Posted on:2004-04-15Degree:Ph.DType:Dissertation
University:Arizona State UniversityCandidate:Houston, Lynn MarieFull Text:PDF
GTID:1469390011459681Subject:Literature
Abstract/Summary:
This dissertation seeks enhanced understanding of cross-border circulation of capital, people, symbols, and practices in the meat industry within a global, postmodern nexus of intersecting cultural layers. The crisis of mad cow disease provides a vehicle to ask larger questions about the production and circulation of bodies as food and about the construction of subjectivity through biopower.; Given the stratified and diffused nature of this semiotic space, the chapters of the dissertation employ literary, journalistic, and ethnographic data to map this “terrain” across factory farming, meat advertising, border conflicts concerning ranchers in the southwest, and the confluence of food production, medical treatment, and the individual body. Michel de Certeau, Michel Foucault, and Arjun Appadurai provide the theoretical framework for an excavation of interlocking layers of cultural discourse. Carole Counihan's feminist anthropological perspective inspires this project and provides it with a methodological model within contemporary food studies work. The resulting critical insights critique the medical-scientific model of knowledge and the body it crafts. Most significantly, the archeological framework posits a linguistic continuity between local and global—the very dynamics of globalization.; Chapter One reads the symbolic values of the meat industry through the commercial advertisement campaign “Beef: It's What's For Dinner.” Chapter Two investigates how racial tensions along the Arizona-Mexico border erupt into violence and how such events fit into the crisis of mad cow disease and the legacy of abjection in the borderlands. The third chapter critiques allopathic medicine, connecting the food industry to the medical industry through a group of contemporary novels given the name “toxic-body writing.” Chapter Four specifies the implications of mad cow disease for questions of subjectivity, the perspective it offers on globalization, particularly the grassroots globalization of “natural” beef producers.
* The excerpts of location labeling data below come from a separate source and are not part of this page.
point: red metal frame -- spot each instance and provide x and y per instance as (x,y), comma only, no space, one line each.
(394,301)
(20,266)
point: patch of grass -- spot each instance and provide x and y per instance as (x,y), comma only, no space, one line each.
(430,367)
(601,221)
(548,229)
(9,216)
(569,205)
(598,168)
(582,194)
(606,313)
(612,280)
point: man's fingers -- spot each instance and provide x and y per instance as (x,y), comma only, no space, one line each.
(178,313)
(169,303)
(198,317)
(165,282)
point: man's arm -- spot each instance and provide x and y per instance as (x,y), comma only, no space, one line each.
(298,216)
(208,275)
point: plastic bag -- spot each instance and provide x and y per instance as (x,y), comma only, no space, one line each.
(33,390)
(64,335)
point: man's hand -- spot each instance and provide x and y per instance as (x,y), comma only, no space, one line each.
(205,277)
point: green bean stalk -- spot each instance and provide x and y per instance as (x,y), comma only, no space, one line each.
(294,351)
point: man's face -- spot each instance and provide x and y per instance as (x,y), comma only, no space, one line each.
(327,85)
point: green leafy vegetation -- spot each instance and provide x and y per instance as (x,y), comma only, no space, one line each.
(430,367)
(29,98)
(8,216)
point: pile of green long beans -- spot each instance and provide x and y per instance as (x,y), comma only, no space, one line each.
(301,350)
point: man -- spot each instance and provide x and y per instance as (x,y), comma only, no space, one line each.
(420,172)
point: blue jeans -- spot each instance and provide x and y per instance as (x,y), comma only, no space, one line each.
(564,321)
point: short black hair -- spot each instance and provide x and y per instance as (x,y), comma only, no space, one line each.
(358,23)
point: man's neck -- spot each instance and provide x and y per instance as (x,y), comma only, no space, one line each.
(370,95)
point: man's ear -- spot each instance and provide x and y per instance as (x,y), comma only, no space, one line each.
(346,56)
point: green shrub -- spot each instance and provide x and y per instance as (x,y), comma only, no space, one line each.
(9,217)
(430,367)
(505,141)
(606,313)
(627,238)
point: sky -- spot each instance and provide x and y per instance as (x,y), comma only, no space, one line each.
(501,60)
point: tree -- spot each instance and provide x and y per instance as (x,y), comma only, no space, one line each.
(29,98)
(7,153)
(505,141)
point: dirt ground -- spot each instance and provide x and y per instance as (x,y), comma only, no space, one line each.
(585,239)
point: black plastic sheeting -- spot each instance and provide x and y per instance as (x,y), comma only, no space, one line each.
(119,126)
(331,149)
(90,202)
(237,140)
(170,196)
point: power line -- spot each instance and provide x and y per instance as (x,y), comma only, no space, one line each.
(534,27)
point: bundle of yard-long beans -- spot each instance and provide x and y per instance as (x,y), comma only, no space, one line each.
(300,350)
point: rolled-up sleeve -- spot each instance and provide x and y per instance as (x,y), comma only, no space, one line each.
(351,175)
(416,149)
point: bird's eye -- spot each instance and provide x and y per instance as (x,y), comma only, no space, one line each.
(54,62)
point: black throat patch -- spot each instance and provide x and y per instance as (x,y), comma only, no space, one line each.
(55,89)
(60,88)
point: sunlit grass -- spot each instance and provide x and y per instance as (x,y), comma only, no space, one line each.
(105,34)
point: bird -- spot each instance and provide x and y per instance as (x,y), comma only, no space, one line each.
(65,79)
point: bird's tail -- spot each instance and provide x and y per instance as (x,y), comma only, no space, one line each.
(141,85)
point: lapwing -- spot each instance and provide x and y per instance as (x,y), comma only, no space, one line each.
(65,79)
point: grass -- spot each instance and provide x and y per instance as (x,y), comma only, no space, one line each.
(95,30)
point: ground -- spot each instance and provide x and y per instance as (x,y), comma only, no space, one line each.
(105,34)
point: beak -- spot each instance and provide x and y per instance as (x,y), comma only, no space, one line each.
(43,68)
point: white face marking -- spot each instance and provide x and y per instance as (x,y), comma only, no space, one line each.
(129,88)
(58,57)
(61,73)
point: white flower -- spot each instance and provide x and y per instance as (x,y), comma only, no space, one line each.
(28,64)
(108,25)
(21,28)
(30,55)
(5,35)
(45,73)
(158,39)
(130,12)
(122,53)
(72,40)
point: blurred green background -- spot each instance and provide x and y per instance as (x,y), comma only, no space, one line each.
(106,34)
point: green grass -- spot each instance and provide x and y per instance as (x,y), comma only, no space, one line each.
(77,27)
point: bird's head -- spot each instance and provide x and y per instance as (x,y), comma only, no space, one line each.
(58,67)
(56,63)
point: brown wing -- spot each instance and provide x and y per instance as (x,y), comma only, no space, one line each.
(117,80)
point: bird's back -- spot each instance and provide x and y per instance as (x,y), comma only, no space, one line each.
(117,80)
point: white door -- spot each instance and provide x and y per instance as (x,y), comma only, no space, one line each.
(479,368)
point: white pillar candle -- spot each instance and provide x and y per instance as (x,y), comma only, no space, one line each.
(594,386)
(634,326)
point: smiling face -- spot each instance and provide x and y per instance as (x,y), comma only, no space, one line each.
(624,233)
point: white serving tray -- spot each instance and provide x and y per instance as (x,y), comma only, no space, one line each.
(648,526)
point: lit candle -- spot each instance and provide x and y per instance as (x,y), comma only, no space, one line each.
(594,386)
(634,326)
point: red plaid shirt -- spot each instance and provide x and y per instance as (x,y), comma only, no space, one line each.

The closing chapter returns to mad cow disease to re-examine questions of the body, subjectivity, and globalization. Given the multi-layered and interactive play of empowered cultural discourses to construct bodies and constitute subjects, the outcome of this examination suggests the need to reclaim food systems, to cure dis-eases spawned in corrupt capital-industrial practices, and to scrutinize globalized, mechanized views of social and natural systems.